His neon lights shape the environments where they are placed, they circumscribe them, scanning them, hiding them, expanding them or shrinking them. In addition we also should not forget the use of colour which channels the perceptive process. His creations originate, as he said himself, from mental blueprints, thought out in great detail before implementing them. The practical activity following the planning though was often improvised, as if the work was the consequent result of a process he had already resolved in his mind which just lacked reification and to be expressed in contact with reality.

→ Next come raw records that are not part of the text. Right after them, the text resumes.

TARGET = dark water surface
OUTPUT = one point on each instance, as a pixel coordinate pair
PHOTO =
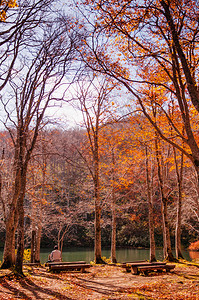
(123, 255)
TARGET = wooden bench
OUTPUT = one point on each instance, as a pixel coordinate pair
(155, 267)
(127, 265)
(69, 267)
(130, 265)
(64, 263)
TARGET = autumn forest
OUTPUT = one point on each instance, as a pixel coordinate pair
(126, 174)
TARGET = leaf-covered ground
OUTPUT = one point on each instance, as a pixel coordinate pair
(101, 282)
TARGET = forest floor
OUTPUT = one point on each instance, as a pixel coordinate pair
(100, 283)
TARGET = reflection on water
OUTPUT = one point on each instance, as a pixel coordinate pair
(123, 255)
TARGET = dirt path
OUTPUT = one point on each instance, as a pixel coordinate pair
(101, 283)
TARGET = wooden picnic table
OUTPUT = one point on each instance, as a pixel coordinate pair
(64, 263)
(68, 266)
(145, 267)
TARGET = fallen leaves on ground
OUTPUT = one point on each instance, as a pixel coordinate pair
(101, 282)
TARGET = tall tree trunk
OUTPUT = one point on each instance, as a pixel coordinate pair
(38, 242)
(20, 231)
(168, 255)
(178, 249)
(113, 235)
(33, 246)
(9, 247)
(151, 213)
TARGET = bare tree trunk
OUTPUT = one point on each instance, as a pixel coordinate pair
(113, 236)
(9, 247)
(33, 246)
(20, 231)
(151, 213)
(38, 242)
(178, 249)
(168, 255)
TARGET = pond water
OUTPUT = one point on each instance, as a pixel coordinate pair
(123, 255)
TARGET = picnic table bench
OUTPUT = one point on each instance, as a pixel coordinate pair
(145, 267)
(64, 263)
(68, 266)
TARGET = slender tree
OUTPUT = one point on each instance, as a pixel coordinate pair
(41, 75)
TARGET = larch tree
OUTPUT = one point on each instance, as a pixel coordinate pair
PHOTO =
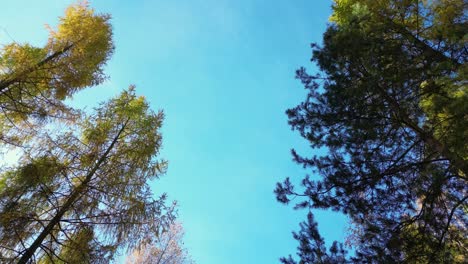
(83, 194)
(80, 191)
(34, 81)
(390, 106)
(168, 248)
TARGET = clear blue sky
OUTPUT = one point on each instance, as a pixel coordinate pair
(223, 72)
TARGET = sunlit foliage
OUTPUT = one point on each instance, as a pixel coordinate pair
(390, 106)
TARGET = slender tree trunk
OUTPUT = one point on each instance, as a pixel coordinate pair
(4, 84)
(74, 196)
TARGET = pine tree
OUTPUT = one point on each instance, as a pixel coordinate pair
(390, 107)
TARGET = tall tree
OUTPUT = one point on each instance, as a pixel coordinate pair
(165, 249)
(390, 107)
(35, 80)
(83, 194)
(80, 190)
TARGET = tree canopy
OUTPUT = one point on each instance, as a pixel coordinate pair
(389, 105)
(79, 192)
(34, 81)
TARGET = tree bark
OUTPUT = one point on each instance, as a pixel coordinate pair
(76, 193)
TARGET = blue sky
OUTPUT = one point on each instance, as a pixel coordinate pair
(223, 72)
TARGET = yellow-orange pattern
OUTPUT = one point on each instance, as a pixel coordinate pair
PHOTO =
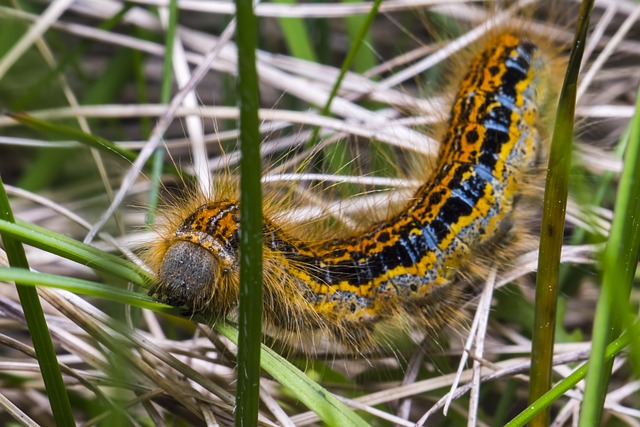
(404, 266)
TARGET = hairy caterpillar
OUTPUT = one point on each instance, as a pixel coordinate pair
(405, 268)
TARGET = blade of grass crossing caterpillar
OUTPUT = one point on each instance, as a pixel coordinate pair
(250, 288)
(619, 262)
(42, 343)
(329, 409)
(553, 220)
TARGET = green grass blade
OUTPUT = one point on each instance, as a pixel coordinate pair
(37, 324)
(73, 250)
(619, 263)
(553, 219)
(535, 408)
(329, 409)
(250, 293)
(31, 279)
(364, 59)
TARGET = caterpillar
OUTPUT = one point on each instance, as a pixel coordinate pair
(407, 269)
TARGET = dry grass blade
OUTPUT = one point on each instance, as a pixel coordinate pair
(154, 367)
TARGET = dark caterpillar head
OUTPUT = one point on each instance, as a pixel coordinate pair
(198, 270)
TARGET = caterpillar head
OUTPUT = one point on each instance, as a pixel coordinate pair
(200, 261)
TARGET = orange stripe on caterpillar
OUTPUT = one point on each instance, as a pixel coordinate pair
(402, 268)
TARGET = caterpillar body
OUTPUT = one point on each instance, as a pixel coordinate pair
(403, 269)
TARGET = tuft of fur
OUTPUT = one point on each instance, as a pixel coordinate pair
(288, 314)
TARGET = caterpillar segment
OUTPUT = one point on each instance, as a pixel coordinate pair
(406, 267)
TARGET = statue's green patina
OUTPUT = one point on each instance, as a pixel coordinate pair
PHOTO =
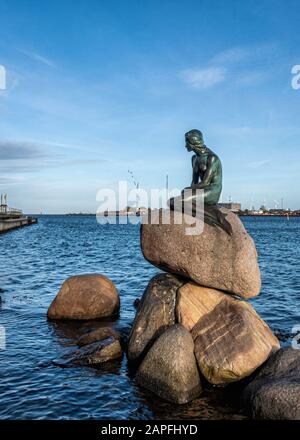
(207, 177)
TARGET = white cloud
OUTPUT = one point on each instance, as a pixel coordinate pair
(204, 78)
(233, 55)
(37, 57)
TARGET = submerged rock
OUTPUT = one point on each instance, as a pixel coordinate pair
(212, 258)
(275, 392)
(92, 354)
(231, 340)
(98, 335)
(156, 312)
(169, 368)
(85, 297)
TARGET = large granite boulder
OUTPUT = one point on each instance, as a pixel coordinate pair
(85, 297)
(275, 392)
(231, 340)
(169, 368)
(156, 312)
(212, 258)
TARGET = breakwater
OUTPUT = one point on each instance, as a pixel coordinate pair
(9, 223)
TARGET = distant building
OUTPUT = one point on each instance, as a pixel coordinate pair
(234, 207)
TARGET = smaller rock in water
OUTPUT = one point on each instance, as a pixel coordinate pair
(85, 297)
(98, 335)
(155, 313)
(231, 340)
(169, 368)
(93, 354)
(274, 394)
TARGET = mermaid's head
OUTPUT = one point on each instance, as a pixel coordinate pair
(194, 141)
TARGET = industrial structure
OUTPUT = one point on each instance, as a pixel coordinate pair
(12, 218)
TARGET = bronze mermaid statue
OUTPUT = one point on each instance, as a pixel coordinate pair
(207, 177)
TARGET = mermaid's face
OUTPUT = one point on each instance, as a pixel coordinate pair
(192, 144)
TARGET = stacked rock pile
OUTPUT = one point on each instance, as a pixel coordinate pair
(193, 324)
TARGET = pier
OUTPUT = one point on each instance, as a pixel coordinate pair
(11, 218)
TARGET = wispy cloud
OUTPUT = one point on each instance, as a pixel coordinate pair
(204, 78)
(16, 150)
(258, 164)
(233, 55)
(38, 58)
(232, 64)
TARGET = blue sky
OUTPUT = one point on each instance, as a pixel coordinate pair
(95, 88)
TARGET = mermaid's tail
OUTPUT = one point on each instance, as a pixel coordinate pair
(212, 215)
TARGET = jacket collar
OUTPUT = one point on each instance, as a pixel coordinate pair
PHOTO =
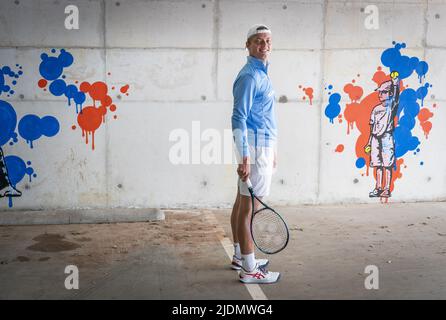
(258, 64)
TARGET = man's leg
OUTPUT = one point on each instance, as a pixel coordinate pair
(234, 222)
(379, 178)
(244, 234)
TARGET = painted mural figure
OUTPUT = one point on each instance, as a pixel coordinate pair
(381, 143)
(6, 189)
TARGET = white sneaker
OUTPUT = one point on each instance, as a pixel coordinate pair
(237, 263)
(259, 275)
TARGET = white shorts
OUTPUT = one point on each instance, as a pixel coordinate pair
(261, 171)
(382, 151)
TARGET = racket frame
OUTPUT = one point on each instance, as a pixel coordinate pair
(265, 207)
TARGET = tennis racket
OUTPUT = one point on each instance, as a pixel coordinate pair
(268, 229)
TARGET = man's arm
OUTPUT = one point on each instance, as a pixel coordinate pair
(244, 92)
(394, 75)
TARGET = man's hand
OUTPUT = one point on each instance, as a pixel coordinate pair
(367, 148)
(275, 160)
(394, 75)
(243, 169)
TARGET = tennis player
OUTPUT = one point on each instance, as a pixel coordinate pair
(255, 132)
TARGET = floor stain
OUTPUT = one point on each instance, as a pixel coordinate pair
(22, 259)
(52, 242)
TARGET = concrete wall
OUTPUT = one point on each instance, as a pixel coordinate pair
(179, 59)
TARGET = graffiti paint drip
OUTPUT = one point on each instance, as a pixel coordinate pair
(91, 117)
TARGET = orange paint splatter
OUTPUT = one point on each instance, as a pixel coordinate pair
(339, 148)
(124, 88)
(42, 83)
(89, 120)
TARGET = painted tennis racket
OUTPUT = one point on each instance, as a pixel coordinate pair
(268, 229)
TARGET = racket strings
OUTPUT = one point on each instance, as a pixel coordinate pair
(269, 231)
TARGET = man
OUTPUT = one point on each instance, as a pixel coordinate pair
(381, 144)
(254, 130)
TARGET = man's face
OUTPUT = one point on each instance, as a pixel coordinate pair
(259, 46)
(384, 95)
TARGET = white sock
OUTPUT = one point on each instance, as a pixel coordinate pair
(237, 252)
(248, 261)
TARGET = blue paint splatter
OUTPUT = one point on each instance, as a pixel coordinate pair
(58, 87)
(31, 127)
(6, 71)
(51, 68)
(8, 121)
(333, 108)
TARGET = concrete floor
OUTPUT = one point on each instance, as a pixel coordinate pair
(183, 257)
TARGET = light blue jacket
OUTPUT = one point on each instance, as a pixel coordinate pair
(253, 116)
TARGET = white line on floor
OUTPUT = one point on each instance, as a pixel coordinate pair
(254, 289)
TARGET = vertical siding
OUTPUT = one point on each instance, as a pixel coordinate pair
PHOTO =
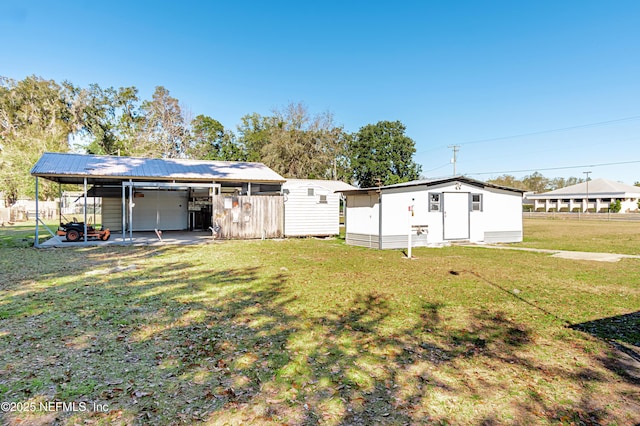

About his very famous piece “Diagonal of Personal Ecstasy” made in May 1963 he said: “I felt sufficiently founded in my new work to discontinue it. I took up a recent diagram and declared the diagonal of personal ecstasy, a common eight foot strip of fluorescent light in any commercially available color. At first, I chose gold. The radiant tube and the shadow cast by its supporting pan seemed ironic enough to hold alone. There was literally no need to compose this system definitively; it seemed to sustain itself directly, dynamically, dramatically in my workroom wall – a buoyant and insistent gaseous image which, through brilliance, somewhat betrayed its physical presence into approximate invisibility”.
The brightness of the neon tube makes its length hard to determine for the viewer’s eyes. Flavin used them as structural elements of the space around them, so that he preferred during the last decades of his career, to work on site specific installations, or on commission, rather than in his studio. The reason behind this choice is due to the fact that the essence of his works is at its most powerful when the neon lights disturb the spatial perception of the viewer, distorting the space where both the viewer and the piece are situated. The use of materials which are commonly available in retail shops as the only element of his installations is not to be intended as a will to salvage and to recycle an object but as a simple mean of realization of the artist’s vision and creativity. The simplicity and linearity of his approach, its minimalism, which is separated from any emotional dimension and intentionally detached allow, through the use of the light, great expressiveness and emotionalism. For example in “Monument for Those Who Have Been Killed in Ambush” (1966), a cross shaped structure projects a red light from a corner in the room which impregnates the space recalling the idea and the emotions of a memorial. Nowadays Flavin is considered the pioneer of Neon Art, his achievement was to use the light not allegorically but as an element of perception, separating it from its symbolism and basing his works on a network of references which come to the viewer’s mind only at a later stage.